当下支剑峰斟上酒,另外两位也陪着喝了。浦墨卿说:“这位客人姓黄,是戊辰年的进士,如今被选任为我们宁波府鄞县的知县。他早年在北京和杨执中先生交往。杨执中又和赵爷交好,因为他来浙江,就写了一封信来会见赵爷。赵爷那天不在家,没有见到。”景兰江说:“赵爷那里来拜访的官员也多,见不到他也是常事。”浦墨卿说:“那天他确实不在家。第二天,赵爷去回拜,见到了,彼此聊起来。你说奇不奇怪?”众人说:“有什么奇怪的?”浦墨卿说:“那位黄公竟然和赵爷出生在同一年、同一个月、同一天、同一个时辰!”众人一起说:“这果然奇怪了!”浦墨卿说:“还有更奇怪的。

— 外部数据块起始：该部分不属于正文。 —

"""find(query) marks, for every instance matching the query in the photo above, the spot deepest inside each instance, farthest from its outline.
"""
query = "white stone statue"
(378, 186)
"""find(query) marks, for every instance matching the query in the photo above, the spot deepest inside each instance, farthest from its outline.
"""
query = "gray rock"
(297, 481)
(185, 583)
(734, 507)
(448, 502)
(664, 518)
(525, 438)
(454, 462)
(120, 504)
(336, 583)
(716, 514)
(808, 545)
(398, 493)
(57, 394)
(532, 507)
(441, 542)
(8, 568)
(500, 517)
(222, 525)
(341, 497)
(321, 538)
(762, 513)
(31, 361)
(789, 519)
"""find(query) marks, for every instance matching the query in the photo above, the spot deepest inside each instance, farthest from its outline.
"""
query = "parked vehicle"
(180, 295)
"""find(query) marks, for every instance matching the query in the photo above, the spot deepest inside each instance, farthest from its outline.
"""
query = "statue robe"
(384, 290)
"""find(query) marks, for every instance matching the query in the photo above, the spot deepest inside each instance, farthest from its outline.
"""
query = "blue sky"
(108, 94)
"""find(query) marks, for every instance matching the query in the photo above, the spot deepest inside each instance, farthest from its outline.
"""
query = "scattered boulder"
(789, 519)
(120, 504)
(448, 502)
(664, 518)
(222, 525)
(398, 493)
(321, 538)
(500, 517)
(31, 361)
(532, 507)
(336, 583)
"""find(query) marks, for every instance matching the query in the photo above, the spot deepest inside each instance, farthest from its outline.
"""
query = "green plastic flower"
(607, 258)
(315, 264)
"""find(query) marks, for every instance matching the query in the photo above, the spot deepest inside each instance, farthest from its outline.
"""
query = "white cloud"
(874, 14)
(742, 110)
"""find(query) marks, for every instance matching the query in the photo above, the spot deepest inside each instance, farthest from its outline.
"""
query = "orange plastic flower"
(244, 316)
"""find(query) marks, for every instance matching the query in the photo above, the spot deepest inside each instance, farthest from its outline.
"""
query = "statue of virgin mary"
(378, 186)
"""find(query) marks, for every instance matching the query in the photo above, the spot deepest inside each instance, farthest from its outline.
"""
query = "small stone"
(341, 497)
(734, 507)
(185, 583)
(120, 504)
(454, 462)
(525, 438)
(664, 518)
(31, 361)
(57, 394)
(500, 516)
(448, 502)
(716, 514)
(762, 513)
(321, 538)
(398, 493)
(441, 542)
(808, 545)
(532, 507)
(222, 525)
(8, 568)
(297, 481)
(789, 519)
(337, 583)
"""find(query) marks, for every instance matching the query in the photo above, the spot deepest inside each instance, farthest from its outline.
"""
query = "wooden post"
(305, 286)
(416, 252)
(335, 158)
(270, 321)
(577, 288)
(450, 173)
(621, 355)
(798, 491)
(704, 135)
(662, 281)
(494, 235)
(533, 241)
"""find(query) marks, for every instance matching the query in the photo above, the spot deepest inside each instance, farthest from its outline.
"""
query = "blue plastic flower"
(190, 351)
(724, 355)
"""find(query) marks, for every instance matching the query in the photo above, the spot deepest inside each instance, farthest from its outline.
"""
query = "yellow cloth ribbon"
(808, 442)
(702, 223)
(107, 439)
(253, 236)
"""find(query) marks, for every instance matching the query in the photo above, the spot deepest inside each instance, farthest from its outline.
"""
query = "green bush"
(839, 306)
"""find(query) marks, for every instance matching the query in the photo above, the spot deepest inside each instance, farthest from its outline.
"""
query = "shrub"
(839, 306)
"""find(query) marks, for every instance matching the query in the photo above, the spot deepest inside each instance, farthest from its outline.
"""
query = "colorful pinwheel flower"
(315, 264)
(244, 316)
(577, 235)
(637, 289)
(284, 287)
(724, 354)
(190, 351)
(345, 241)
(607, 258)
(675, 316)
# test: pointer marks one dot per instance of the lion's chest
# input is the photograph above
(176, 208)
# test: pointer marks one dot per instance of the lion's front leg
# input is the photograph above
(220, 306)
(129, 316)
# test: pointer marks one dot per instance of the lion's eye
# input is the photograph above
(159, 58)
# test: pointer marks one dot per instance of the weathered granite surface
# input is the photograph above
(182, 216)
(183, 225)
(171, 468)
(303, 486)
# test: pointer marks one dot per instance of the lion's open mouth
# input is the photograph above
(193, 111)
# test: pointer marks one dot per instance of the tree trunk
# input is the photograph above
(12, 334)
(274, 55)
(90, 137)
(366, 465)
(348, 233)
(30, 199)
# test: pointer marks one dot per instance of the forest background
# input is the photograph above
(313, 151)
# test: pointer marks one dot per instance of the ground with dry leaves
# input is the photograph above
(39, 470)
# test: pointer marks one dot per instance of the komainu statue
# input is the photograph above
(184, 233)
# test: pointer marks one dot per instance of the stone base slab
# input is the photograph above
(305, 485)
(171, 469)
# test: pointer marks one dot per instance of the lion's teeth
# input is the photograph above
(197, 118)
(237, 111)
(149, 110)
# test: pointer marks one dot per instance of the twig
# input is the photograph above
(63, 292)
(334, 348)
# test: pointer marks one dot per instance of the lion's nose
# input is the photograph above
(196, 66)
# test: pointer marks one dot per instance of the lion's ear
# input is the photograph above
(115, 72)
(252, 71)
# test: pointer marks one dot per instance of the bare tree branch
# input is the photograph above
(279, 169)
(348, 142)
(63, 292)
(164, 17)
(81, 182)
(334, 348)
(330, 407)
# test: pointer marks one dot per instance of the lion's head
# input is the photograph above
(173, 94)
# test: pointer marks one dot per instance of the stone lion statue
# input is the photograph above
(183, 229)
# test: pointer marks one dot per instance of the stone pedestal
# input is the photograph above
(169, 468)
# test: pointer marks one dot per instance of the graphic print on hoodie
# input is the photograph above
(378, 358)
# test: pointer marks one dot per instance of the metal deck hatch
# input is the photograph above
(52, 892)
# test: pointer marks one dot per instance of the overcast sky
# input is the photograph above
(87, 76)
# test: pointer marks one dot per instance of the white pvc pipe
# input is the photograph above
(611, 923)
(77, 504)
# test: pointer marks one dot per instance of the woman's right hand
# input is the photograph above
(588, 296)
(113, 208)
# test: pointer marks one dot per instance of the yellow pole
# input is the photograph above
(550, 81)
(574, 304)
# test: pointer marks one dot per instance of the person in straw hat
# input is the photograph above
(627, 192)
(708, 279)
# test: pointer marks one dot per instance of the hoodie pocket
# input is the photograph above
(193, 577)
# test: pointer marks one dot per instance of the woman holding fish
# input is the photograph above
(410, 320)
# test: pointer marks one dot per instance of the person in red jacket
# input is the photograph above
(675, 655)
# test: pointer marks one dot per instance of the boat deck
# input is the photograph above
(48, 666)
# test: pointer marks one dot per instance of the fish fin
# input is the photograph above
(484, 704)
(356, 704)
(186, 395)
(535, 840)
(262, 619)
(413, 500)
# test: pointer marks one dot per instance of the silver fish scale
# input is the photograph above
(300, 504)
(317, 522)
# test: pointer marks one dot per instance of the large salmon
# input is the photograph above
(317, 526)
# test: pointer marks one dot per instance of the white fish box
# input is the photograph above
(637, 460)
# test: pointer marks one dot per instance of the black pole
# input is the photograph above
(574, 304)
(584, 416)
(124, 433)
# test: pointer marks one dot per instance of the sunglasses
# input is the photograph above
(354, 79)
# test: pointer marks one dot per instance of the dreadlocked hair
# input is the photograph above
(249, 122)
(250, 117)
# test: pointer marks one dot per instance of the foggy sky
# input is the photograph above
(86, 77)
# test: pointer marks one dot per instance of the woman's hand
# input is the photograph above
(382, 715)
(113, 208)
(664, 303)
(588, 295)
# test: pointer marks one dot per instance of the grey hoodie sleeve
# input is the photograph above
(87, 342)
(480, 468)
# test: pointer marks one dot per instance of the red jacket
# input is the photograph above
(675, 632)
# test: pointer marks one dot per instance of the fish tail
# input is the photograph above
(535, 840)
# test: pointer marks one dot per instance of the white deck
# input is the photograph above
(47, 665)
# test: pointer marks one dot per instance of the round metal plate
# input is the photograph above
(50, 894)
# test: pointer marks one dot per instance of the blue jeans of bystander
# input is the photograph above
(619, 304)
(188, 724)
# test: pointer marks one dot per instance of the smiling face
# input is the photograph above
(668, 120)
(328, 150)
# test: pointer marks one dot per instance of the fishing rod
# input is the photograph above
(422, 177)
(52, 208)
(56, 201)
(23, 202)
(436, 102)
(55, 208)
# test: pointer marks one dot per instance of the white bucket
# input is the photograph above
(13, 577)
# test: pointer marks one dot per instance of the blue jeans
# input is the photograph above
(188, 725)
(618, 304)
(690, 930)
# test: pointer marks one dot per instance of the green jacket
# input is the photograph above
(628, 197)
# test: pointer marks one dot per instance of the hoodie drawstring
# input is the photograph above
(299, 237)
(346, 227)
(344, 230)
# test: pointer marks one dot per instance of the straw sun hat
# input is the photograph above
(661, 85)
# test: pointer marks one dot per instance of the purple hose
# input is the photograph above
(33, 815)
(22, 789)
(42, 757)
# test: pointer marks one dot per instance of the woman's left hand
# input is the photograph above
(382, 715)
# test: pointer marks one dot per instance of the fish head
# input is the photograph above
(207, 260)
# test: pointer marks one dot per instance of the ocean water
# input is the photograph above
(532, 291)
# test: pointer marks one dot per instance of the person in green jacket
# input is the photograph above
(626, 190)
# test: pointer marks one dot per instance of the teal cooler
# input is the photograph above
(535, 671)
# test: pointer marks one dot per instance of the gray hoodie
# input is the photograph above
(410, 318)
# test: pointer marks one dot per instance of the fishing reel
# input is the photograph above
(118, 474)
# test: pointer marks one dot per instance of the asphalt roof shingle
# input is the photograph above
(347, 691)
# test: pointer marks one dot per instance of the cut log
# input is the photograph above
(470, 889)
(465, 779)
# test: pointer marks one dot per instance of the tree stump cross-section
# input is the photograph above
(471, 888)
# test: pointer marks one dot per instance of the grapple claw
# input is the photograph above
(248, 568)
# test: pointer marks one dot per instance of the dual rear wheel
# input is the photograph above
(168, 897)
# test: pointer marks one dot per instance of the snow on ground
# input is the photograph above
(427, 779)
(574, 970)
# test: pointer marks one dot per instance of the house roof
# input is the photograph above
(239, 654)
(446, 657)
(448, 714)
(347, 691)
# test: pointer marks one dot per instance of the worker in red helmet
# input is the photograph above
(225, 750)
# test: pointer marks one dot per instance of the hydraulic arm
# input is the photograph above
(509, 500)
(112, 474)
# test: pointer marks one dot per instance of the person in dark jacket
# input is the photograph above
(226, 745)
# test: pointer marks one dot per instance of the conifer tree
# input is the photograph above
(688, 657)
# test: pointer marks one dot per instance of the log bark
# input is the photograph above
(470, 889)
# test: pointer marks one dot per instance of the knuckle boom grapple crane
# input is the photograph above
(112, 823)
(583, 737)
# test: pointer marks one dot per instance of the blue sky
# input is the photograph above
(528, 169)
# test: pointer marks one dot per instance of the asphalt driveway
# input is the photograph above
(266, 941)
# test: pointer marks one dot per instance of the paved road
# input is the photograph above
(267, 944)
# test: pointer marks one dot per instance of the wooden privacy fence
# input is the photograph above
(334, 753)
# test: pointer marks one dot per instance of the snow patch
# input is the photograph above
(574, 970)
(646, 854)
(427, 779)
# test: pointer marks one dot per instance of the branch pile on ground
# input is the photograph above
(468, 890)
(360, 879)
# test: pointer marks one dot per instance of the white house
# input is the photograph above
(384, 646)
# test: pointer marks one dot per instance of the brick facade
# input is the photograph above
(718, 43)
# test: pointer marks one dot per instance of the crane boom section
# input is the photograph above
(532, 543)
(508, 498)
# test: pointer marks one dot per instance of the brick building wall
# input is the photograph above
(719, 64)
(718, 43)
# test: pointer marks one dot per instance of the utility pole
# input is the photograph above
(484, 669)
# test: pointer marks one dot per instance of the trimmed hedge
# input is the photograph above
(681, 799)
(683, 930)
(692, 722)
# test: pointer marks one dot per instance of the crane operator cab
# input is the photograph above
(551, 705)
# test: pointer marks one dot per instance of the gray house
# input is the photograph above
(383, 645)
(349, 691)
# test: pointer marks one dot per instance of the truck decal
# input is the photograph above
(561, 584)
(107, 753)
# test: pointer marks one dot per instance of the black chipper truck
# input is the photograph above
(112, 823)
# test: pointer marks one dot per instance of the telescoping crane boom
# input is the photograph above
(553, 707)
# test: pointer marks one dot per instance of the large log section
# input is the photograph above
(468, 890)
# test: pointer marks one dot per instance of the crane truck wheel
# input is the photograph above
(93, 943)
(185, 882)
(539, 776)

赵爷今年五十九岁,有两个儿子,四个孙子,老两口夫妻恩爱,却只是个平民百姓;黄公中了进士,当了一任知县,却在三十岁上就丧妻,夫人没了,如今连一个儿女也没有!”支剑峰说:“这果然奇怪!同一年、月、日、时出生,一个是这种境况,一个是那种境况,截然不同。可见‘五星’、‘子平’这些命理都是不相关的!”说着,又喝了许多酒。浦墨卿说:“三位先生,小弟有个疑难问题在这里,各位一起参详一下。比如黄公和赵爷同年同月同日同时出生,一个中了进士,却是孤身一人;一个却是子孙满堂,却没中进士。这两个人,到底哪个好?我们愿意做哪一个?”三位没有开口。浦墨卿说:“这话让匡先生先说,匡先生,你且说一说。”匡超人说:“‘二者不可得兼’。依小弟的愚见,还是做赵先生好。”众人一起拍手说:“有理!有理!”浦墨卿说:“读书毕竟中进士才算有个结果。赵爷样样都好,到底差一个进士。不但我们说,就是他自己心里也不痛快,就差一个进士。如今又想中进士,又想像赵爷那样的全福,老天也不肯!虽然世间也有这样的人,但我们既然设了这个疑难,如果只说要把两个人合起来,就没法难了。如今依我的主意:只中进士,不要全福;只做黄公,不做赵爷!这样行吗?”支剑峰说:“不能这样说。赵爷虽然差一个进士,但他大儿子已经高中了,将来名登两榜,少不得会封赏他父亲。难道儿子的进士,当不得自己的进士不成?”浦墨卿笑着说:“这又不对。早年有一位老先生,儿子已经做了大官,他还要参加科举。后来点名时,监考官不肯收他。他把卷子摔在地上,恨恨地说:‘为了这个小畜生,连累我戴个假纱帽!’这样看来,儿子的到底当不得自己的!”景兰江说:“你们说的都是隔靴搔痒。都斟上酒满满喝三杯,听我说。”支剑峰说:“说得不对怎么办?”景兰江说:“说得不对,就罚三杯。”众人说:“这没话说。”当下斟上酒喝着。景兰江说:“各位先生所讲的中进士,是为了名?还是为了利?”众人说:“是为了名。”景兰江说:“可知道赵爷虽然没中进士,外面诗选上刻着他的诗有几十处,走遍天下,哪个不知道有个赵雪斋先生?只怕比进士的名气还大呢!”说完,哈哈大笑。众人都一起说:“这果然说得痛快!”一起干了酒。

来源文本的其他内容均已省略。